Question

Assertion :The system of linear equations
$x+\left(\sin \theta \right)y+\left(\cos \theta \right)z=0$
$x+\left(\cos \theta \right)y+\left(\sin \theta \right)z=0$
$x-\left(\sin \theta \right)y-\left(\cos \theta \right)z=0$
has a non-trivial solution for only one value of $\theta$ lying in the interval $(0,\frac{\pi }{2})$. Reason: The equation in $\theta$ $\left|\begin{array}{ccc}\cos \theta & \sin \theta & \cos \theta \\ \sin \theta & \cos \theta & \sin \theta \\ \cos \theta & -\sin \theta & -\cos \theta \end{array}\right|=0$ has only one solution lying in the interval $(0,\frac{\pi }{2})$.
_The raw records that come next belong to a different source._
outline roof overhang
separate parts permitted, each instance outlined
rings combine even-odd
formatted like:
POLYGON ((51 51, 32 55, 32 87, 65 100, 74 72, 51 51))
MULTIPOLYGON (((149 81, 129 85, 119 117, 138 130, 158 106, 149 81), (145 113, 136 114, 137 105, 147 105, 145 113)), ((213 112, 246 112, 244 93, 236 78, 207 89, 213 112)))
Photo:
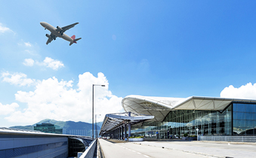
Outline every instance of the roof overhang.
POLYGON ((204 110, 223 111, 231 102, 256 103, 256 100, 227 98, 190 96, 188 98, 128 96, 122 101, 125 111, 154 116, 149 121, 163 121, 170 111, 204 110))
POLYGON ((131 124, 136 124, 153 118, 154 116, 131 112, 130 114, 129 112, 106 114, 99 135, 102 135, 105 132, 111 131, 122 124, 126 124, 128 123, 131 123, 131 124))

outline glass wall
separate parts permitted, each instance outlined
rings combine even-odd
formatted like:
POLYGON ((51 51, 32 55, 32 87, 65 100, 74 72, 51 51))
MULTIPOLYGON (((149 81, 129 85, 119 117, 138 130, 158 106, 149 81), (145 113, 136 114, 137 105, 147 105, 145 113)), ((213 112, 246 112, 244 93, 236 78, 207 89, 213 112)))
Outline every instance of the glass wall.
POLYGON ((181 137, 187 133, 196 135, 231 135, 232 105, 225 111, 171 111, 163 122, 144 122, 133 126, 133 136, 143 135, 151 138, 181 137))
POLYGON ((233 135, 256 135, 256 105, 233 103, 233 135))
POLYGON ((152 138, 196 135, 256 135, 256 104, 233 103, 223 112, 171 111, 163 122, 144 122, 132 126, 134 136, 152 138))

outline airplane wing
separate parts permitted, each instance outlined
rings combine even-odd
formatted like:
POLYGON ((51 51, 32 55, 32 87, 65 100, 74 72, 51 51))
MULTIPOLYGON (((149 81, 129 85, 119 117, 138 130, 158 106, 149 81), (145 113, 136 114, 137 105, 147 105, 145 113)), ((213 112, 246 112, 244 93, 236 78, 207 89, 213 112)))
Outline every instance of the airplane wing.
POLYGON ((50 35, 50 38, 48 38, 48 40, 47 40, 46 44, 48 44, 49 43, 51 43, 51 41, 52 41, 53 39, 56 39, 56 35, 54 35, 54 34, 51 33, 50 35))
POLYGON ((71 25, 69 25, 69 26, 64 26, 64 27, 59 27, 59 26, 57 26, 57 29, 56 31, 57 32, 61 32, 61 34, 64 33, 66 30, 74 27, 76 25, 79 24, 79 23, 73 23, 73 24, 71 24, 71 25))

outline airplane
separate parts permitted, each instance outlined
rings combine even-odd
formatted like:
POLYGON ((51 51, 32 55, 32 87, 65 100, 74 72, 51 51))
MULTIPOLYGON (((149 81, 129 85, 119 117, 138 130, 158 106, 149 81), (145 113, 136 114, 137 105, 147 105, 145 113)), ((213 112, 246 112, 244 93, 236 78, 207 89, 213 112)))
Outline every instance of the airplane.
POLYGON ((66 30, 74 27, 76 25, 79 24, 79 23, 76 23, 62 28, 59 26, 57 26, 57 28, 55 28, 45 22, 41 22, 40 24, 45 28, 45 29, 48 29, 51 32, 51 35, 45 35, 46 37, 48 38, 46 44, 48 44, 52 40, 56 40, 56 38, 59 37, 63 38, 66 41, 70 41, 69 46, 71 46, 73 43, 76 44, 76 41, 82 38, 79 38, 76 39, 76 35, 72 35, 70 38, 67 35, 64 34, 66 30))

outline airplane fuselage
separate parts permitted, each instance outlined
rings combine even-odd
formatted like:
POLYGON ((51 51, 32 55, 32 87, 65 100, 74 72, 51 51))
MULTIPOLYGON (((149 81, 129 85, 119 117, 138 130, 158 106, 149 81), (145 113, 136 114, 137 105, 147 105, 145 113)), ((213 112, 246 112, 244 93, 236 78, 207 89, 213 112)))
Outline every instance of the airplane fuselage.
POLYGON ((45 22, 41 22, 40 24, 46 29, 49 30, 53 35, 56 35, 57 37, 63 38, 66 41, 72 42, 73 39, 72 39, 72 38, 70 38, 69 36, 68 36, 67 35, 66 35, 65 33, 63 33, 63 35, 61 35, 61 33, 60 33, 60 32, 57 32, 55 27, 52 26, 51 25, 50 25, 48 23, 45 22))

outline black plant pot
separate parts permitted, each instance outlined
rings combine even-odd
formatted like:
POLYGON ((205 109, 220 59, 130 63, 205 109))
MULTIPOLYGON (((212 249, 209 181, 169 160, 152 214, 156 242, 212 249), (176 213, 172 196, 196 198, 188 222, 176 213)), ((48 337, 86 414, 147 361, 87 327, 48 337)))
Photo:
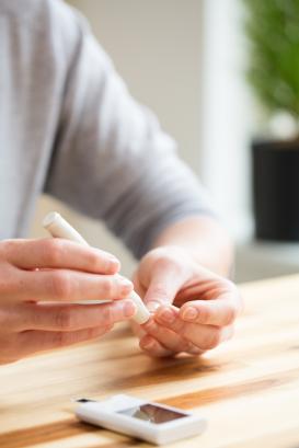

• A. Both Assertion and Reason are correct and Reason is the correct explanation for Assertion
• B. Both Assertion and Reason are correct but Reason is not the correct explanation for Assertion
• C. Assertion is correct but Reason is incorrect
• D. Both Assertion and Reason are incorrect

Answer 1

The correct option is A Both Assertion and Reason are correct and Reason is the correct explanation for Assertion

Statement-$1$: For non-trivial solution, put $\Delta =0$
$\Rightarrow \left|\begin{array}{ccc}1& \sin \theta & \cos \theta \\ 1& \cos \theta & \sin \theta \\ 1& \sin \theta & -\cos \theta \end{array}\right|=0$
$\Rightarrow 1(-{\cos }^2\theta +{\sin }^2\theta )-\sin \theta (-\cos \theta -\sin \theta )+\cos \theta (\sin \theta -\cos \theta )=\theta$
$\Rightarrow (\sin \theta +\cos \theta )(\sin \theta -\cos \theta +\sin \theta -\cos \theta )$
$\Rightarrow 2(\sin \theta +\cos \theta )\cdot (\sin \theta -\cos \theta )=0$
$\therefore \tan \theta =-1,1\Rightarrow \theta =\frac{\pi }{4}\in (0,\frac{\pi }{2})$.
Statement-$2$: We have,
$\left|\begin{array}{ccc}\cos \theta & \sin \theta & \cos \theta \\ \sin \theta & \cos \theta & \sin \theta \\ \cos \theta & -\sin \theta & -\cos \theta \end{array}\right|=0$
$\Rightarrow \cos \theta (-{\cos }^2\theta +{\sin }^2\theta )-\sin \theta (-2\sin \theta \cdot \cos \theta )+\cos \theta (-1)=0$
$\Rightarrow -\cos \theta \cdot \cos 2\theta +\sin \theta \cdot \sin 2\theta =\cos \theta$
$\Rightarrow \cos \theta +\cos 3\theta =0$
$\Rightarrow 2\cos 2\theta \cdot \cos \theta =0$
$\therefore \cos \theta =0$ or $\cos 2\theta =0$
$\Rightarrow \theta =\frac{\pi }{4}\in (0,\frac{\pi }{2})$.